You'll need to generate SSL/TLS certificates for the hub server and node servers. To do this, you can use the keymaster docker container. First, setup the certificates directory, password, and certificate authority:

$ mkdir certificates

$ touch certificates/password
$ chmod 600 certificates/password
$ cat /dev/urandom | head -c 128 | base64 > certificates/password

$ KEYMASTER="sudo docker run --rm -v $(pwd)/certificates/:/certificates/ cloudpipe/keymaster"

$ ${KEYMASTER} ca

Then, to generate a keypair for a server:

$ ${KEYMASTER} signed-keypair -n server1 -h server1.website.com -p both -s IP:192.168.0.1

For example, if you have the following in inventory:

jupyterhub_host ansible_user=root ansible_host=123.456.78.90 private_ip=123.456.78.90

run

$ ${KEYMASTER} signed-keypair -n jupyterhub_host -h 123.456.78.90 -p both -s IP:123.456.78.90

This generate pem files in certificates directory. Use ca.pem, jupyterhub_host-cert.pem, and jupyterhub_host-key.pem to fill in the docker_ca_cert, docker_tls_cert, and docker_tls_key fields in the host_vars files. You'll need to generate keypairs for the hub server and for each of the node servers.

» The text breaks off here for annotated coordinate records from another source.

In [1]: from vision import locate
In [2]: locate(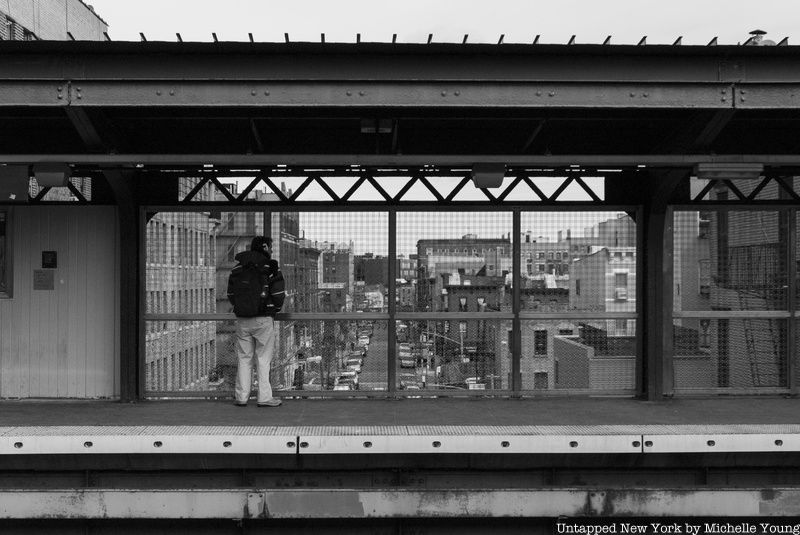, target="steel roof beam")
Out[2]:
[0,79,744,110]
[0,154,800,169]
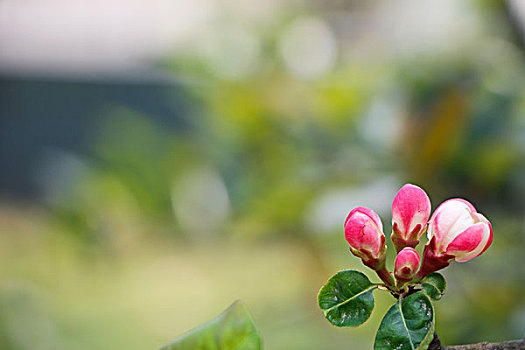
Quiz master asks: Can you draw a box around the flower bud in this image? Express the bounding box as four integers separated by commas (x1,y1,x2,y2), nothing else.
345,207,386,270
391,184,430,252
418,198,492,278
394,247,419,282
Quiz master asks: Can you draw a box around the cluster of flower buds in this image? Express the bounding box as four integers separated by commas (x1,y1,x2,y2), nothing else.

You'll need to generate keypairs for the hub server and for each of the node servers. Don't forget to edit the host_vars files.

$ cp host_vars/example host_vars/jupyterhub_host
$ vim host_vars/jupyterhub_host

You can also use the script/assemble_certs script to automatically copy-paste the generated certs and keys into host_vars files. Open up script/aseemble_certs in a text editor, modify the name_map dictionary if necessary, and run ./script/aseemble_certs.

Encrypt with ansible-vault

Some files, such as SSL certificates and vars.yml, should not be stored in plain text.

$ ansible-vault encrypt vars.yml
$ ansible-vault encrypt host_vars/proxy_server
$ ansible-vault encrypt host_vars/jupyterhub_host
$ ansible-vault encrypt host_vars/jupyterhub_node1
$ ansible-vault encrypt host_vars/jupyterhub_node2

Set up Duplicity for backup

Generate a key pair in the nfs_server machine:

$ ssh-keygen -t rsa

Press Enter at the prompts to create a password-less SSH key with the default settings.

Transfer it to the system that will host your backups:

$ ssh-copy-id root@backupHost

Test that you can now log in without a password from your nfs_server by issuing:

$ ssh -oHostKeyAlgorithms='ssh-rsa' root@backupHost

We can use GPG for extra security and encryption. The commands will store our keys in a hidden directory at /root/.gnupg/:

$ gpg --gen-key

Use the key to define the gpg_key and gpg_pass variables in vars.yml.

Deploy

If you specified ansible_host=root in inventory, you need to be able to log into the VM as root. If you see the following message,

ubuntu@deploy:~/jupyterhub-accounting$ ssh root@<VM IP address>
Please login as the user "centos" rather than the user "root".

edit the /root/.ssh/authorized_keys file in the node VM and remove everything that comes before ssh-keys.

$ ./script/deploy

This shell script will ask for SSH passwords and ansible-vault password.